Long Wait for Results in Peru’s Elections Ratchets Up Tensions
eschelhaas
Long Wait for Results in Peru’s Elections Ratchets Up Tensions
A week after holding chaotic presidential and congressional elections, Peruvians are still waiting for the final results. The vote took place amid deep public frustration over crime and corruption, and it follows a decade of political instability in which Peru has cycled through eight presidents. Regardless of the electoral outcome, this ballot looks likely to entrench public discontent while failing to assuage political tensions.
The electoral process was messy. Ballot materials arrived late to several polling stations on election day, 12 April, leaving over 50,000 people unable to vote, mainly in the capital Lima and overseas. Peru’s electoral court extended polling into the next day for those affected, while continuing to count and release partial tallies all the while. But counting has moved at a snail’s pace, and final results are not expected until mid-May, just weeks before a scheduled presidential runoff on 7 June. The two-day election remained peaceful despite the problems, with no reported evidence of fraud.

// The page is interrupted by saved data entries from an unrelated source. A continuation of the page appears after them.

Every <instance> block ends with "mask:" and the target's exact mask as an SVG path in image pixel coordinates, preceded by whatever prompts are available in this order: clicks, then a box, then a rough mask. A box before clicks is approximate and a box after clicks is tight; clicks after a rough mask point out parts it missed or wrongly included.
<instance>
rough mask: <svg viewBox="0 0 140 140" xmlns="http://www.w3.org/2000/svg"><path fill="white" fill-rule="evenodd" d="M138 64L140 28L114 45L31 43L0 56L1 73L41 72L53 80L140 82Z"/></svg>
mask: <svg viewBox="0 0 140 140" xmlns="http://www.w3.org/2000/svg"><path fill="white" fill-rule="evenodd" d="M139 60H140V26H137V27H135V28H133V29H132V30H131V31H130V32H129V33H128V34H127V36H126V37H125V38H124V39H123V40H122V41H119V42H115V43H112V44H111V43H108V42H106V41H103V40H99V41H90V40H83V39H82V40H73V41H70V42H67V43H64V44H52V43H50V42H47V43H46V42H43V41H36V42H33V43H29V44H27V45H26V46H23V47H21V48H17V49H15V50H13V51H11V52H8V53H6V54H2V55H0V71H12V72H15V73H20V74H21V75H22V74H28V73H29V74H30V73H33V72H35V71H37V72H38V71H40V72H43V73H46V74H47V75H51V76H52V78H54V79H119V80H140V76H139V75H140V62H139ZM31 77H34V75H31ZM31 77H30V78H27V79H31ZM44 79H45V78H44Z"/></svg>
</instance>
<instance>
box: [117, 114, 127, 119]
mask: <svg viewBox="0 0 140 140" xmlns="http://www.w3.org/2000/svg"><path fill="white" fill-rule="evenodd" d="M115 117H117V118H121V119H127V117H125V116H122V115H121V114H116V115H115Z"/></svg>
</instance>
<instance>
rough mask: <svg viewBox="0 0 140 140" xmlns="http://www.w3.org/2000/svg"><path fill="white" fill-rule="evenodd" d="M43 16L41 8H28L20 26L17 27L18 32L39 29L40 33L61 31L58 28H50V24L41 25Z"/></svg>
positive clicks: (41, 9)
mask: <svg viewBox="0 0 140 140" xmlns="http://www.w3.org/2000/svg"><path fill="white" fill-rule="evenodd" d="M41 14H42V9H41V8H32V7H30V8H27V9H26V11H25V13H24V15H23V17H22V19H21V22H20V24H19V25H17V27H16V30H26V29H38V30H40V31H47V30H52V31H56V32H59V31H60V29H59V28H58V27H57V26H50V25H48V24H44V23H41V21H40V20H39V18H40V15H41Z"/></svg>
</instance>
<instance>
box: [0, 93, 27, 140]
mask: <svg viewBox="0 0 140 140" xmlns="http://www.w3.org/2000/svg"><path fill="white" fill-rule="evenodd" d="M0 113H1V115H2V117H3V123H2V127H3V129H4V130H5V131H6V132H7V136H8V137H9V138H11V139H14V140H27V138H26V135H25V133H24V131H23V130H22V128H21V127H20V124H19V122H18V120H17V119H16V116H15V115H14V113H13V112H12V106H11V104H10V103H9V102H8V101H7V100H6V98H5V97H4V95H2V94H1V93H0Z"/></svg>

So far, one presidential candidate has secured a place in the second round, while the two closest competitors are separated by roughly 14,700 votes. Keiko Fujimori, daughter of deceased authoritarian President Alberto Fujimori and a former congresswoman from the right-wing Fuerza Popular party, finished first among 35 candidates, the largest field of contenders in the country’s history.
Close behind are left-wing candidate Roberto Sánchez, who presents himself as the political heir to the imprisoned former President Pedro Castillo, and the ultra-conservative former Lima mayor, Rafael López Aliaga. A Fujimori-Sánchez contest would revive Peru’s familiar left-right battle lines. A Fujimori-López Aliaga race, on the other hand, would pit two figures from the right against each other, leaving large segments of rural and Indigenous Peru unrepresented in the second round. Disputes have already arisen over the vote, with López Aliaga urging protests and demanding a rerun of voting at those polling stations where voting was late.
Peru’s political conflict had declined in intensity from its peak in 2022-2023, when mass protests and a crackdown paralysed the country. But all the causes of instability remain intact. Despite the country’s steady economic growth, Peruvians have little trust in their political leaders’ readiness to address stark social inequalities, corruption and the failings of state institutions. Populist firebrands of all persuasions are best equipped to capture aggrieved voters at election time. The poorly managed vote and the polarised political landscape could well shape the prospects of the next government, with public frustration threatening to spill over into unrest while opponents seek to thwart or oust the president.
In this respect, congressional election results may matter more than the presidential contest. The legislature is the real centre of power and has removed four heads of state in the last decade. The next president is unlikely to wield a majority, meaning that he or she will govern from a position of weakness. Even when the election outcome is known, the divisions on display in this vote are sure to leave their mark on Peru’s new government.